Ia menjelaskan bahwa berbagai dinamika persoalan pertanahan masih terjadi di wilayah Banten, tidak hanya di Kota Tangerang tetapi juga di delapan kabupaten/kota lainnya dengan karakteristik permasalahan yang berbeda-beda.
“Kami mengucapkan terima kasih atas kedatangan pimpinan Komisi II DPR RI. Kami menyadari masih banyak dinamika yang perlu diperbaiki dalam tata kelola pertanahan di Banten,” ujarnya.
Harison juga menegaskan bahwa pihaknya terbuka terhadap berbagai masukan, arahan, maupun evaluasi dari Komisi II DPR RI sebagai bahan perbaikan pelayanan publik di bidang pertanahan.
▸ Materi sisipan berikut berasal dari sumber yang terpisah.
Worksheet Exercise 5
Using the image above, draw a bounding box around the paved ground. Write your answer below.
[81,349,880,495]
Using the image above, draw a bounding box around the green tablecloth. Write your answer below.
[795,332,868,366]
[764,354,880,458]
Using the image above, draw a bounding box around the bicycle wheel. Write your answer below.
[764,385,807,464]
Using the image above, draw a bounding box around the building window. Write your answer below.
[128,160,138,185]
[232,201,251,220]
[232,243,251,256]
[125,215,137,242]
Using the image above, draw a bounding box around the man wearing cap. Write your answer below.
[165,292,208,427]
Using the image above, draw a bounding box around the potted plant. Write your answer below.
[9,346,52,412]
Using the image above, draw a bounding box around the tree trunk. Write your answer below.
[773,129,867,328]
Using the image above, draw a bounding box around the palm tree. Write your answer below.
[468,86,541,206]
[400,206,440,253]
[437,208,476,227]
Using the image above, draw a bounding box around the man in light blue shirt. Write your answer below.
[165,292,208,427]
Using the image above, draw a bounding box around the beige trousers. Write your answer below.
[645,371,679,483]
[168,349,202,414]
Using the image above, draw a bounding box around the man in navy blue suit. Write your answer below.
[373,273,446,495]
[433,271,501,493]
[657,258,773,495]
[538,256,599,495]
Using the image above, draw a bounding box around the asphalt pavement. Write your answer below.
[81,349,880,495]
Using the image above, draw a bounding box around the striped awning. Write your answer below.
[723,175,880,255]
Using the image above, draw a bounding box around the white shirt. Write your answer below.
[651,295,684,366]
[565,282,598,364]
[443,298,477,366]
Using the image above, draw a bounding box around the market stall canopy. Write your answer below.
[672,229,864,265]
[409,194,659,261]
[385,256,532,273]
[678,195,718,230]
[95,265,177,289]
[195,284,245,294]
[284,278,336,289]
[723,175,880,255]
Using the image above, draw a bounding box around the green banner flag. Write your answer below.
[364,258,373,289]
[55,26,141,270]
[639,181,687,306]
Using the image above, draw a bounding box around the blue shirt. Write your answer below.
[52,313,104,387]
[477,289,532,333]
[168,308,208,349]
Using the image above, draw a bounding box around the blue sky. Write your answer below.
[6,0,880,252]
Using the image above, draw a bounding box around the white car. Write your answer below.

Dalam kesempatan tersebut, ia turut memaparkan sejumlah inovasi pelayanan yang tengah dikembangkan di wilayah Tangerang Raya, salah satunya melalui penerapan kantor virtual yang memungkinkan masyarakat mengakses layanan pertanahan secara daring.
Melalui sistem tersebut, masyarakat dapat memilih jenis layanan, mengunggah dokumen persyaratan, hingga melakukan pembayaran secara online tanpa harus datang langsung ke kantor pertanahan.
“Melalui kantor virtual, masyarakat dapat mengakses layanan pertanahan dengan lebih mudah, bahkan tidak hanya dari dalam negeri, tetapi juga dari luar negeri,” jelasnya.